Solidaritätsbesuch der SPD bei manroland

Solidaritätsbesuch der SPD Kreistagsfraktion bei Druckmaschinenhersteller manroland

Am vergangenen Mittwoch besuchte die SPD Kreistagsfraktion manroland. Die Spannung im Werk ist greifbar, potentielle Investoren werden durch das Werk geführt, eine Lösung für die Beschäftigten muss gefunden werden.
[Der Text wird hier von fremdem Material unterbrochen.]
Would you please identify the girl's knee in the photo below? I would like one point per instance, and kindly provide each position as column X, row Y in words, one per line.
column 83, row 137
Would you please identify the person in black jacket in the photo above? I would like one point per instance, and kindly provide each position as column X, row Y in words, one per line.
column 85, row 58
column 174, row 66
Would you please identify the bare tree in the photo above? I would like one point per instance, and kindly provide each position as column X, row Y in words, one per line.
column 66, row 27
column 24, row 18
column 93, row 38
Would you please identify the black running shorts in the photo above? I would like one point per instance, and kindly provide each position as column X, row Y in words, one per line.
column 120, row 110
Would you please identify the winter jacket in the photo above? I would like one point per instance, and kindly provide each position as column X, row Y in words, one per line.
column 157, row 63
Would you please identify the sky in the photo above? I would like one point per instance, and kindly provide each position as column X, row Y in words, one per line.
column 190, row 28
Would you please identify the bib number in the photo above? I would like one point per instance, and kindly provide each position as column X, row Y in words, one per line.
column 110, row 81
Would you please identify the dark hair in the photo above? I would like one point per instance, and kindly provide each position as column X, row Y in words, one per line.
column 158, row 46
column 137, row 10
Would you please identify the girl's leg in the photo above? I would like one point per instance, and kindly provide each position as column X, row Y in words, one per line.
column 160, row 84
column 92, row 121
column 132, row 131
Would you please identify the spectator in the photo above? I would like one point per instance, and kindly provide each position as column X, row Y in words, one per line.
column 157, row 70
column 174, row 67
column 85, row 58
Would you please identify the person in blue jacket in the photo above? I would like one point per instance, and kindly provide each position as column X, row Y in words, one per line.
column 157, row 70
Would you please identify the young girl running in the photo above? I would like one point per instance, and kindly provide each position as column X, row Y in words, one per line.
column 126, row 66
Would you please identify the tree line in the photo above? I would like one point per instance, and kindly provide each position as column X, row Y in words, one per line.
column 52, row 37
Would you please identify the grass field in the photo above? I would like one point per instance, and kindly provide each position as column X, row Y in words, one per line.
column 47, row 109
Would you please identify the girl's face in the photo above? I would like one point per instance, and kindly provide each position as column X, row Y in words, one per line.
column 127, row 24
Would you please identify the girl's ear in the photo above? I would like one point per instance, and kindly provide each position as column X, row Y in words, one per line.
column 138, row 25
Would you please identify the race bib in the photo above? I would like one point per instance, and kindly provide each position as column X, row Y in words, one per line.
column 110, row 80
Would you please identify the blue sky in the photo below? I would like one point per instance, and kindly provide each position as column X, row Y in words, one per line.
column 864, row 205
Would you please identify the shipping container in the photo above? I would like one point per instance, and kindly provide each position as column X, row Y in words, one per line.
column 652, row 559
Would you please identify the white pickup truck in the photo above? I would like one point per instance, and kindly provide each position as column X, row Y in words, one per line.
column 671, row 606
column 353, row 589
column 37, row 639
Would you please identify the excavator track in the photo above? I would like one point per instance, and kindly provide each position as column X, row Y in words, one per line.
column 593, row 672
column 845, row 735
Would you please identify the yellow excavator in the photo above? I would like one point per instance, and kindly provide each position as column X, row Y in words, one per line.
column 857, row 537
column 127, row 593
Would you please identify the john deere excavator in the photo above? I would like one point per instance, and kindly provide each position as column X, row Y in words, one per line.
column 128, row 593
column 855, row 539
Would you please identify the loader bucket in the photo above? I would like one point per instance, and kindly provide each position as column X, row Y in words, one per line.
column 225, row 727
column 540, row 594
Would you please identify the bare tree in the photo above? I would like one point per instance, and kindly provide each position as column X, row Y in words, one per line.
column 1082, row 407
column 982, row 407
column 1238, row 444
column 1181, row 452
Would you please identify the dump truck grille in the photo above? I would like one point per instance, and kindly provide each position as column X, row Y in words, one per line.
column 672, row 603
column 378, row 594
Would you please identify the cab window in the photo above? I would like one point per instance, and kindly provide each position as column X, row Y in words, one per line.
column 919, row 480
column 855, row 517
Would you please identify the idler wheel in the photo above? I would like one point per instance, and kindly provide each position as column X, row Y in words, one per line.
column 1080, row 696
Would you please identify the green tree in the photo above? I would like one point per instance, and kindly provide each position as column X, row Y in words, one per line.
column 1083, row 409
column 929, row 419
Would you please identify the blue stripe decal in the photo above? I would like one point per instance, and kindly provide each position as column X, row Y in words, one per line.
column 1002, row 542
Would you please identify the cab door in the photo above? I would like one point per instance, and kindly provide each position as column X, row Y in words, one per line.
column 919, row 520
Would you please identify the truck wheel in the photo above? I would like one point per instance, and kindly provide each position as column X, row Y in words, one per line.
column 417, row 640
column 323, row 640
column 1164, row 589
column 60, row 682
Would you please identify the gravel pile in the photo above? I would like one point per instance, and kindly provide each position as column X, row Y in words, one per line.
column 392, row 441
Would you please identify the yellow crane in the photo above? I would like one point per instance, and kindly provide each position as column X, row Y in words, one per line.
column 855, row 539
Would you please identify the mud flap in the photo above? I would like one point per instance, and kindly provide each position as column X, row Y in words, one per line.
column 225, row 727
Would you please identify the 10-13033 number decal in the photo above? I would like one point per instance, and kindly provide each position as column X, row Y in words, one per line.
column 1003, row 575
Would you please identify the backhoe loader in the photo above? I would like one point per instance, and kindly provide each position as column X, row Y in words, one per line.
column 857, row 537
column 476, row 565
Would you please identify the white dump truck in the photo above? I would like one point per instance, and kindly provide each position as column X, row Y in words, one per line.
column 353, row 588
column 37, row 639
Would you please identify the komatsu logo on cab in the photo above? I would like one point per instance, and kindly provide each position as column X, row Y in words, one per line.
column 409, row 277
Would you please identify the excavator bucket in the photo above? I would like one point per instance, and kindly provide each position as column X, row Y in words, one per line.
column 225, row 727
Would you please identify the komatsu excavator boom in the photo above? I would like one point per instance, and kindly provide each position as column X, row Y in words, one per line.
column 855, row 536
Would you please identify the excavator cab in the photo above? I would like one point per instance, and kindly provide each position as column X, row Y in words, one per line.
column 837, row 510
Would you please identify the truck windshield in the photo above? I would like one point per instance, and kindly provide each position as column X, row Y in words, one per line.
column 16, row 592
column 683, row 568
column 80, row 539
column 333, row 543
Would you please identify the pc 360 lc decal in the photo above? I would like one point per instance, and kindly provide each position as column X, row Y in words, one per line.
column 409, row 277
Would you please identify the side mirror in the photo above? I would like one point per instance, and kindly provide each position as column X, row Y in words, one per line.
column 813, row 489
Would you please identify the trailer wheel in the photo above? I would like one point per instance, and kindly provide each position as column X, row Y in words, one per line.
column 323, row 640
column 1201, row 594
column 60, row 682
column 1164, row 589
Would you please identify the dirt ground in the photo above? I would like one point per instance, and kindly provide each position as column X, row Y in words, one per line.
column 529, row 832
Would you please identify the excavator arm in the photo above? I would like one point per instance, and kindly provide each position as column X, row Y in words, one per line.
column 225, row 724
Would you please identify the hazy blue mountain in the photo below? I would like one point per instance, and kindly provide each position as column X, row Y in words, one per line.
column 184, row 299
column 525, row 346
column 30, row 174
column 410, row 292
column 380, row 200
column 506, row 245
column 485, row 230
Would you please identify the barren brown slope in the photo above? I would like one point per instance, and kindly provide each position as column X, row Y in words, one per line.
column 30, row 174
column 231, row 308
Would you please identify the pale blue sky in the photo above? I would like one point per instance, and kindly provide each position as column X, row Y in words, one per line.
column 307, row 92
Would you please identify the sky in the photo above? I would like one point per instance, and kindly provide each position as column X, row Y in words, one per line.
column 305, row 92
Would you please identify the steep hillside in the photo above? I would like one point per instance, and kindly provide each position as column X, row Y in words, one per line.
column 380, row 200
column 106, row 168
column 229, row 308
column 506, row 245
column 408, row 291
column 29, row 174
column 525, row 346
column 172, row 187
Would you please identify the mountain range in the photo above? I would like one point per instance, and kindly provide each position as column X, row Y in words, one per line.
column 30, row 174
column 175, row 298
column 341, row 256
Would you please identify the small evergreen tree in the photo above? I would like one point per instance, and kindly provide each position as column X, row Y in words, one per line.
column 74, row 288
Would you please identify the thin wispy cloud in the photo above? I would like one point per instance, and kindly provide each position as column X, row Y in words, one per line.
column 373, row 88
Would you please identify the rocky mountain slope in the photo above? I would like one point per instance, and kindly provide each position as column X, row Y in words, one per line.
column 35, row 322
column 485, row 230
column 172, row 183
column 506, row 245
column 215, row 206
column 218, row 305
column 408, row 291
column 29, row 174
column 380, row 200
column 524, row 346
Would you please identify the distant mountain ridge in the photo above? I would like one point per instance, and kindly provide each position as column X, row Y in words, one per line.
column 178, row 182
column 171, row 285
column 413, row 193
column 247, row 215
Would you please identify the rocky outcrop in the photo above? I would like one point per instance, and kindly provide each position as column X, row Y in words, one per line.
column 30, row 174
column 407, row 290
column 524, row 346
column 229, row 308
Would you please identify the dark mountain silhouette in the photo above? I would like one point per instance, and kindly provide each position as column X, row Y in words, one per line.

Die nächsten zwei Wochen sind entscheidend. Ein Teil des Betriebsrates sitzt zeitgleich in einer Information- und Verhandlungsrunde.

Die SPD-Kreistagsmitglieder werden von den Betriebsratsmitgliedern Thomas Schmitt und Bernd Brehm begrüßt, Solidarität sei wichtig, Öffentlichkeit müsste hergestellt werden, so Brehm. Die Insolvenz habe zunächst Kunden abgeschreckt, sie fürchteten um die Gewährleistung. Inzwischen aber fassten sie wieder Vertrauen, auch die Zulieferung sei zunächst einmal gesichert. Brehm kritisiert die Zurückhaltung der Landesregierung bei der Unterstützung des Werkes.

Der Vorsitzende der Kreistagsfraktion Werner Müller, betont die Solidarität mit den Beschäftigten, manroland sei für den Kreis Offenbach ein wichtiger Arbeitgeber, darüber hinaus auch Gewerbesteuerzahler für die Stadt Mühlheim.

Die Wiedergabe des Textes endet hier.